A total of 1.5 * 106 [lambda] plaques from a human male placenta [lambda] FIXII genomic library were screened using a radiolabeled probe containing human cDNA sequence corresponding to the end of the GARS domain and the beginning of the AIRS domain. Twenty two genomic clones were isolated. The alignment of four clones which overlapped in the region of interest is depicted in Figure 1 A. Restriction mapping and Southern blot analysis using an oligonucleotide probe corresponding to the 3'-segment of the GARS domain identified a hybridizing BglII-BamHI fragment on clone [lambda]HGAG1 which was then subcloned into the BamHI-StyI sites of pBluescript SKII (+). A BamHI-HindIII subfragment (Fig. 1 A) which contained human GART exon 14 sequence was also subcloned. The sizes of the exons 11-14 and the junctional sequences in this region of the human GART gene were determined by limited sequence analysis (Table 1 ). The exon numbering presented here was arbitrarily set to the assignments previously found for the mouse GART locus (9 ) to permit a facile comparison of these two genes. Exons 11-14 in the human GART gene were identical in size and in the exact site of interruption of the coding region by introns previously reported for the mouse gene (9 ). In the human GART gene, as in the mouse, exon 11 constituted the end of the coding region for the GARS domain. For the smaller (monofunctional GARS) transcript, the stop codon, taa, was part of the 5'-splice donor site used to generate the trifunctional transcript, and the 3'-untranslated region of the monofunctional GARS message was contiguous with the end of exon 11 (see below). Thus, as was previously found to be the case in the mouse, the monofunctional GARS message was produced from primary transcripts from this human gene by cleavage and polyadenylation within what constitutes intronic sequence for the longer transcript encoding the trifunctional GARS-AIRS-GART protein.<
P>
We have previously determined that multiple polyadenylation signal sequences were present in intron 11 of the mouse GART gene, most of which could be used to generate the heterogeneous 3'-termini of the monofunctional GARS mRNAs (9 ). There was also a striking 24 nt polyT tract in the mouse gene immediately downstream of the most 3' polyadenylation signal. Detailed sequence analysis of intron 11 in the human GART locus was performed to determine whether any or all of these structural features were conserved between mouse and human genes. In the first 900 nt of intron 11, immediately downstream of the last GARS domain-encoding exon in the human gene, there were two candidate polyadenylation signal sequences, which are referred to below as poly(A) site I (ATTAAA) and II (AATAAA) (Fig. 1 B). Interestingly, there was a polyT tract downstream of each of these potential polyadenylation signals, although the GT rich tract associated with polyadenylation sites was present only for site II, located immediately upstream of the polyT tract.
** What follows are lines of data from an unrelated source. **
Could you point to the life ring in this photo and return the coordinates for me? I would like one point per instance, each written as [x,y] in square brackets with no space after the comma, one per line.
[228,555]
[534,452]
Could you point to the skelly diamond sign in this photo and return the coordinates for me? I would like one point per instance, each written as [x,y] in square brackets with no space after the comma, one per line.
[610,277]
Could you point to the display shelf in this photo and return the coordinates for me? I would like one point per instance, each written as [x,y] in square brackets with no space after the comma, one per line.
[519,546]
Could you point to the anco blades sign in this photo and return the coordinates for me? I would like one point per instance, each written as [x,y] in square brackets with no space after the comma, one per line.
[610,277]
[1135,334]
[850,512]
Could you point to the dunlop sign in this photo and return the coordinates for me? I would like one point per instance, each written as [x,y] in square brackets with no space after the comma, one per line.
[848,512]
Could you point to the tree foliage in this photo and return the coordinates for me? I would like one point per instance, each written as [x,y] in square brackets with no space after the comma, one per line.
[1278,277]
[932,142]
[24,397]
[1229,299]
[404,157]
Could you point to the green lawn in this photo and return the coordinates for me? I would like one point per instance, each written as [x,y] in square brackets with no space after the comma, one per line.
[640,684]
Chicken, mouse and human tissues express two sets of transcripts related to GART, a 1.7-1.9 kb message encoding a monofunctional GARS, and an ~3.4 kb transcript encoding three domains that catalyze the second (GARS), third (GART) and fifth (AIRS) reactions of de novo purine synthesis (1 ,8 ). We have previously reported that the protein encoded by the smaller set of messages in the mouse is a functional enzyme, in spite of the fact that this GARS reaction is also carried out by the trifunctional enzyme (8 ). We also showed that both classes of messages come from the same genomic locus (9 ). The monofunctional GARS transcript was generated by use of the first 11 exons of the mouse GART gene followed by cleavage and polyadenylation within intron 11, whereas for the larger transcript, the intronic polyadenylation signals present in this intron are ignored and exon 11 is spliced to exons downstream. In this study, we demonstrate that intronic polyadenylation is also responsible for generation of the monofunctional GARS transcripts in human cells and we examine the structural features of the human gene to search for common features with the mouse GART locus that might explain this phenomenon.
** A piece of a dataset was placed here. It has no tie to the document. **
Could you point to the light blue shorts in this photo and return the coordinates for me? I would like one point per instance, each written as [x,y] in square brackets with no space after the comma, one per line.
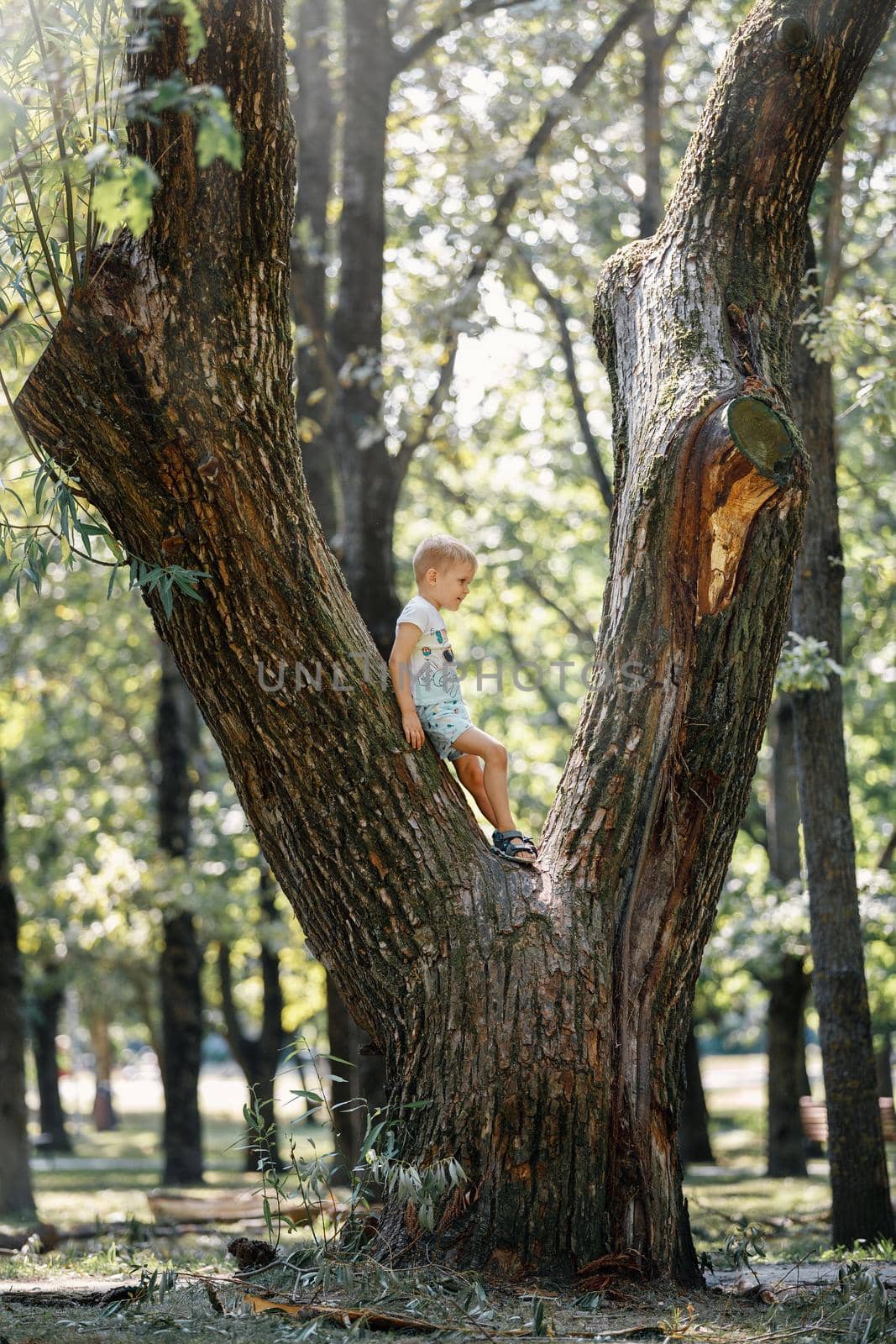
[443,723]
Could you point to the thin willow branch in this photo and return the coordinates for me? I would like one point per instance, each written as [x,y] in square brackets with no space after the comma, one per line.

The most striking commonality between the mouse and human GART genes surrounding the intronic polyadenylation signals is a nearly identical polyT tract:
mouse:GTGTTTTGATTTT(T)24T
human:GTGTTTTGATTTC(T)24G
This sequence motif is immediately downstream of the only active polyadenylation signal in the human GART intron 11 and is also present close downstream of the most distal intron 11 polyadenylation signal used in the mouse gene. This polyT motif is immediately downstream of the GT tract (apparently required for efficient polyadenylation; 11 ) and the polyadenylation signal (AATAAA). This degree of conservation of a polyT region within intronic sequence would seem unlikely to be fortuitous, and may reflect an important component in the mechanism for generation of the smaller transcript in human and mouse GART genes.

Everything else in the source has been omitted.